Introduction
The recent warning from the NHS to its staff regarding unauthorized access to patient records—explicitly citing potential prison sentences—serves as a stark reminder that the most dangerous perimeter is often the one you pay. In 2026, while we obsess over zero-day exploits in the cloud, the attack vector most likely to result in regulatory fines and reputational ruin remains the trusted insider with legitimate credentials abusing access.
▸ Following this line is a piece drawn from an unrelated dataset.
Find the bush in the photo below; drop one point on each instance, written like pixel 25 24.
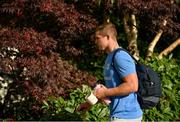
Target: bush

This is not a theoretical risk. We are seeing a resurgence in "snooping" incidents where staff access records of VIPs, neighbors, or former partners out of curiosity or malice. As defenders, we must shift our mindset from "keeping people out" to "accounting for every action inside." This post outlines how to detect inappropriate data access (snooping) and harden your audit capabilities against insider misuse.
Technical Analysis
Vector: Privilege Misuse (Valid Accounts) Affected Platforms: Windows Workstations, Electronic Health Record (EHR) Systems, PACS (Picture Archiving and Communication Systems), File Servers storing PHI.
Attack Mechanics
Unlike external ransomware, this attack vector relies on abuse of inherent trust. The actor (a healthcare professional) logs in using their own domain credentials, launches the authorized EHR client or file explorer, and navigates to patient records they have no clinical justification to view.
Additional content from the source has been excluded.